There are a few different solutions - getting a microsecond or nanosecond time would be the simplest choice - in Linux gettimeofday will give you a microsecond time as part of the struct.

It seams to be plainly obvious but some of the examples say otherwise... but i thought when you divide 1 int with another you always get an int? and you need to type cast each int to double/float before you divide them.

ie: double r = (68.556* (double)rand()/(double)RAND_MAX - 32.768);

also if you call srand() every time you call rand() you reset the seed which results in similar values returned every time instead of ''random'' ones.

I've added a for loop to your program:

#include <iostream>
#include <ctime>
#include <cstdlib>

using namespace std;

int main () {
    srand(time (NULL));

    for (int i = 0; i < 10; ++i) {
        double r = ((68.556 * rand () / RAND_MAX) - 32.768);

        cout << r << endl;
    }

    return 0;
}

Example output:

 31.6779 
-28.2096
 31.5672
 18.9916 
-1.57149 
-0.993889
-32.4737
 24.6982
 25.936 
 26.4152

It seems Okay to me.

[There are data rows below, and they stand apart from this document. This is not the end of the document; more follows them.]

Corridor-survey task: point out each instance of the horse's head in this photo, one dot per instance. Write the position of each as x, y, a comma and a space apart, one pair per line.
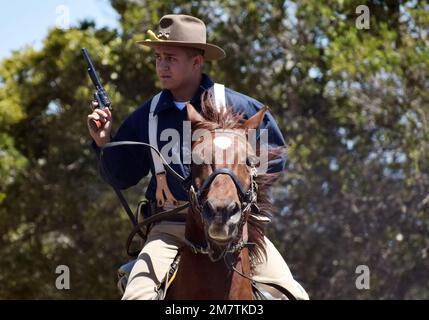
222, 175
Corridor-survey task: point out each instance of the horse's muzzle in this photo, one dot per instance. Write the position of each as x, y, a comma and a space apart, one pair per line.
221, 221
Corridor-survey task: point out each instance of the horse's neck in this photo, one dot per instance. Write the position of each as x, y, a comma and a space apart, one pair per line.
200, 278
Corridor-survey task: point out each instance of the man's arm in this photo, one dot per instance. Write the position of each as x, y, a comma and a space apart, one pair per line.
250, 106
126, 165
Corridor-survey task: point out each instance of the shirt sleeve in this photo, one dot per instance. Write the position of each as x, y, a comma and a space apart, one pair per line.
124, 166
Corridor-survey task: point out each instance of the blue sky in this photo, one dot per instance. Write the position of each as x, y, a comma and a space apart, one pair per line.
26, 22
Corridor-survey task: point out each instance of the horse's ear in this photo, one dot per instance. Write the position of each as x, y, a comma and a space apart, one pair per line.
193, 115
256, 120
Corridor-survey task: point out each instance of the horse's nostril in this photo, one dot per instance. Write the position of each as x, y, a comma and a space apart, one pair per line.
232, 208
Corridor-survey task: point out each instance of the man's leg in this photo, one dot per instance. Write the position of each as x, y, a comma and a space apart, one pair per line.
275, 270
154, 260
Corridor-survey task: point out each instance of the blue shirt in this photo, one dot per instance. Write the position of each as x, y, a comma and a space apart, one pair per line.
129, 164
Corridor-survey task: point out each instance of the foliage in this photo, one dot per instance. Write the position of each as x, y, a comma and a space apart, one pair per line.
351, 103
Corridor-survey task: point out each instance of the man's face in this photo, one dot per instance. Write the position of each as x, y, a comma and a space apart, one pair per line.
174, 66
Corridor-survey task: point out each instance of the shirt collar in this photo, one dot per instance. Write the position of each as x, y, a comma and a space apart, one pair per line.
166, 101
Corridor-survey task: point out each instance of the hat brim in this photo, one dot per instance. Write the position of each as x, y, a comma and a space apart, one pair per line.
211, 52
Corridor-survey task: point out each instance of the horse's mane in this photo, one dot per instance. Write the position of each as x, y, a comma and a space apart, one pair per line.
232, 120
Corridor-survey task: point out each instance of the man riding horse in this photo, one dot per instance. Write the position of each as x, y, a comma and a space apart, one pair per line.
180, 49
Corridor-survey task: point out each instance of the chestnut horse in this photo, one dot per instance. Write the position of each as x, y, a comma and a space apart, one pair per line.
223, 233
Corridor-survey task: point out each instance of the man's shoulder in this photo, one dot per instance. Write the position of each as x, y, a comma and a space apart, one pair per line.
142, 108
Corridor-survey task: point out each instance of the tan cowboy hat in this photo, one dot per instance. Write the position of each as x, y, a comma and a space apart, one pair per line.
183, 31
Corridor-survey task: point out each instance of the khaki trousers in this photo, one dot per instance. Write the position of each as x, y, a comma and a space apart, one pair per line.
161, 247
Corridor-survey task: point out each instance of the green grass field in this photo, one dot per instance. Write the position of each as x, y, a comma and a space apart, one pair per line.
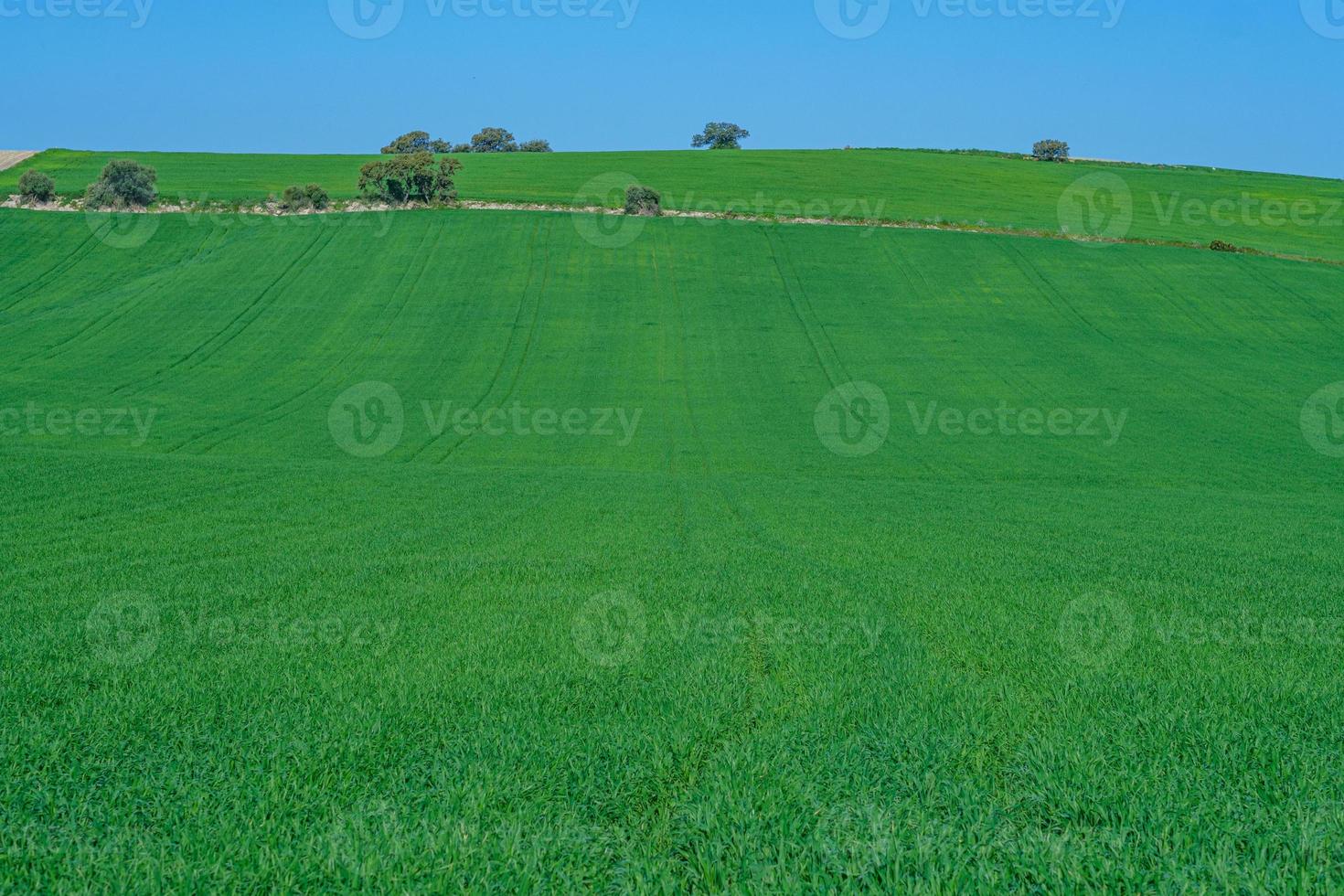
1272, 212
679, 607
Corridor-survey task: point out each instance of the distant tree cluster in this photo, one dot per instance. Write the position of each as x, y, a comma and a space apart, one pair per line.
411, 177
488, 140
415, 142
123, 185
1051, 151
311, 197
720, 134
37, 187
643, 200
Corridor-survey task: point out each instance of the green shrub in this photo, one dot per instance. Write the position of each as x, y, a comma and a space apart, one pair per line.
414, 142
1051, 151
641, 200
123, 183
494, 140
317, 197
37, 187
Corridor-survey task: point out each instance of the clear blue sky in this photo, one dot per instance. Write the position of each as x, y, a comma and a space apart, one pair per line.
1243, 83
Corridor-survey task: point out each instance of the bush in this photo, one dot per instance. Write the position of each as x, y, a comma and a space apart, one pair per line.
317, 197
411, 177
720, 134
641, 200
37, 187
304, 197
123, 183
1051, 151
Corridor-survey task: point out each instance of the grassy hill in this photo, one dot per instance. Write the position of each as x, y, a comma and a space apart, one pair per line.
1272, 212
304, 632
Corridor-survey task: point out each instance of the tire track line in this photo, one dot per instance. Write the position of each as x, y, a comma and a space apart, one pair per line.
297, 263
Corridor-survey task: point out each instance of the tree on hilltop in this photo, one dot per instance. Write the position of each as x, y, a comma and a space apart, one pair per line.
720, 134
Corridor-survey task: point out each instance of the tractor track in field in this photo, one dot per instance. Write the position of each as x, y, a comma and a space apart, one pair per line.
206, 351
234, 429
527, 343
119, 312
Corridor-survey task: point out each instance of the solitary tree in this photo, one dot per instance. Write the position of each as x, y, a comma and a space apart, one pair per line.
1051, 151
720, 134
494, 140
414, 142
123, 183
304, 197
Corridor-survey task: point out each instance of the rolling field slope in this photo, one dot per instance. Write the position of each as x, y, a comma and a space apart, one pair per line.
1272, 212
398, 551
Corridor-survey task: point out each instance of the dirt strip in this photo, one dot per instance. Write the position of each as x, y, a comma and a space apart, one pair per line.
272, 209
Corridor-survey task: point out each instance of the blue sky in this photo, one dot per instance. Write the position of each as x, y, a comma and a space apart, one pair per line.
1241, 83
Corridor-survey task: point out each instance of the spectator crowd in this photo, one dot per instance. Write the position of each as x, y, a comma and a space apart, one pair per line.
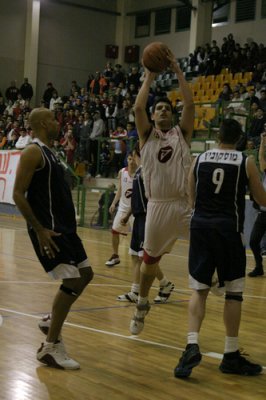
103, 107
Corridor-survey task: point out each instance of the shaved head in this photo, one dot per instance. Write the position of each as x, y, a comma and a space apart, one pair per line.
37, 116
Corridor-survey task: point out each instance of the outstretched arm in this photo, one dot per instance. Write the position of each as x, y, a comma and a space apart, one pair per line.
188, 113
143, 124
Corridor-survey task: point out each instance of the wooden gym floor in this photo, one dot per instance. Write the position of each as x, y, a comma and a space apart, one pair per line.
115, 365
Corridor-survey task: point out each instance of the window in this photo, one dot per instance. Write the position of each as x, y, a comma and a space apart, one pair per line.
245, 10
142, 25
183, 18
220, 11
263, 8
162, 21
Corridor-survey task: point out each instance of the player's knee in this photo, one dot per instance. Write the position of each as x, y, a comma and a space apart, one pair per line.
149, 259
86, 275
234, 296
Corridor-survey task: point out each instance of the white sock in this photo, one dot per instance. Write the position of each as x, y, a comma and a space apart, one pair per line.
231, 344
135, 287
142, 300
192, 338
163, 282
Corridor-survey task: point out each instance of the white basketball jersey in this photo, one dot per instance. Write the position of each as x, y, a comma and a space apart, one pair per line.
166, 161
126, 190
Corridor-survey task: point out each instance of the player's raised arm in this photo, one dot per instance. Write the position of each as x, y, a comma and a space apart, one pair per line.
187, 118
143, 124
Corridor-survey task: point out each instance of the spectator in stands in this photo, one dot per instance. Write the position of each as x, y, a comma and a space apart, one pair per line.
69, 145
3, 140
98, 84
110, 113
12, 92
48, 94
101, 203
26, 90
225, 95
263, 99
119, 146
98, 131
55, 99
23, 140
105, 160
257, 127
134, 78
2, 105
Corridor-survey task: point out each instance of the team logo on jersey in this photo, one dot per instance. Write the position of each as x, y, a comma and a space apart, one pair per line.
165, 154
128, 193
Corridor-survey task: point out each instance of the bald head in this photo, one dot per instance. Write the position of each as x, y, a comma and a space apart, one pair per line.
43, 123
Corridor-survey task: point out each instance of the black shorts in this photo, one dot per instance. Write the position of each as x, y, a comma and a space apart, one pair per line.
71, 251
138, 232
212, 249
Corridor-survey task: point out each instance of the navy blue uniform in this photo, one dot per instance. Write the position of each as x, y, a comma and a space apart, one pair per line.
139, 209
51, 201
218, 218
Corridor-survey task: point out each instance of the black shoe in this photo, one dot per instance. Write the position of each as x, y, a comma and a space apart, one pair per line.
191, 357
234, 363
256, 272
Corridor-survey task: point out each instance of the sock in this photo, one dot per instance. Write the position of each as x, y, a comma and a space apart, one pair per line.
231, 344
163, 282
192, 338
142, 300
135, 288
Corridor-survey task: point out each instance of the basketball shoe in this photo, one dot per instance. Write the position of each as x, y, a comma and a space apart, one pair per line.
191, 357
137, 322
164, 293
113, 260
130, 296
54, 355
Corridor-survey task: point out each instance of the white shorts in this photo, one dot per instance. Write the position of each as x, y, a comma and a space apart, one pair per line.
166, 222
118, 227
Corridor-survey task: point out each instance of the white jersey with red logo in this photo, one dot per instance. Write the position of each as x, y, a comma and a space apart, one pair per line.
126, 190
166, 161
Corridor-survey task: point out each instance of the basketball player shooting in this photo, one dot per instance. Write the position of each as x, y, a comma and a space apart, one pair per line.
165, 156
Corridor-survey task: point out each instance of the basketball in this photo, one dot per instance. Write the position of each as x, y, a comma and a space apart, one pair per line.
154, 57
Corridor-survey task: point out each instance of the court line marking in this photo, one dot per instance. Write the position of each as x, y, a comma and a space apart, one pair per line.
119, 335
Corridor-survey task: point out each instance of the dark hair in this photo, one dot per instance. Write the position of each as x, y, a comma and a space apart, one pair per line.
137, 149
161, 100
230, 131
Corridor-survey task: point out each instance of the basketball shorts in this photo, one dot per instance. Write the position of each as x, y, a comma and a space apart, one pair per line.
166, 221
137, 238
213, 250
67, 262
118, 227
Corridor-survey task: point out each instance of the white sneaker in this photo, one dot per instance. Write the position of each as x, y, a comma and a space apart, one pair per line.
164, 293
114, 260
137, 322
130, 296
54, 355
44, 325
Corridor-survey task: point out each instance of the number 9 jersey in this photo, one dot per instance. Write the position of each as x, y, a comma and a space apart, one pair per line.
220, 186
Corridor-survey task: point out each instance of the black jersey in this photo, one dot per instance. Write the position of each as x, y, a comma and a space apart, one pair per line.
221, 181
138, 199
49, 194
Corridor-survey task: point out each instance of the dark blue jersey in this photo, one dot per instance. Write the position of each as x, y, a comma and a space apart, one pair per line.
220, 187
138, 199
49, 194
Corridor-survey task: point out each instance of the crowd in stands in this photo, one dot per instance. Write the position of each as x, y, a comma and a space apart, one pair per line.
103, 107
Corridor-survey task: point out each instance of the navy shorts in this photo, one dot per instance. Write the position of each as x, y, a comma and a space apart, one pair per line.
71, 251
213, 249
138, 232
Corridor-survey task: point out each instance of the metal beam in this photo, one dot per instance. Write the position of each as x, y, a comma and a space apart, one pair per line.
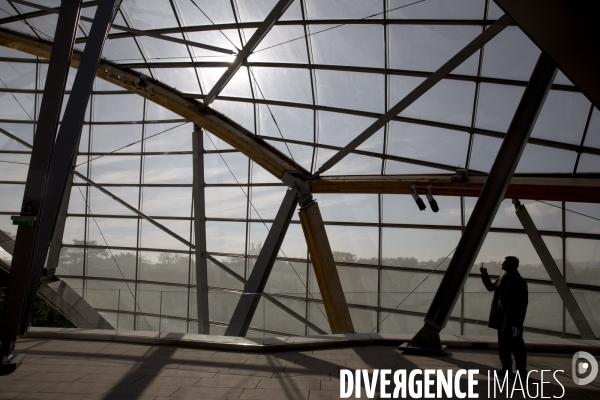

I've added the code on Ideone for you.

Here are four runs:

 Run 1:
    -29.0863
    -22.3973
     34.1034
    -1.41155
    -2.60232
    -30.5257
     31.9254
    -17.0673
     31.7522
     28.227

Run 2:
    -14.2872
    -0.185124
    -27.3674
     8.12921
     22.4611
    -0.414546
    -21.4944
    -11.0871
     4.87673
     5.4545

Run 3:
    -23.9083
    -6.04738
    -6.54314
     30.1767
    -16.2224
    -19.4619
     3.37444
     9.28014
     25.9318
    -22.8807

Run 4:
     25.1364
     16.3011
     0.596151
     5.3953
    -25.2851
     10.7301
     18.4541
    -18.8511
    -0.828694
     22.8335

Perhaps you're not waiting at least a second between runs?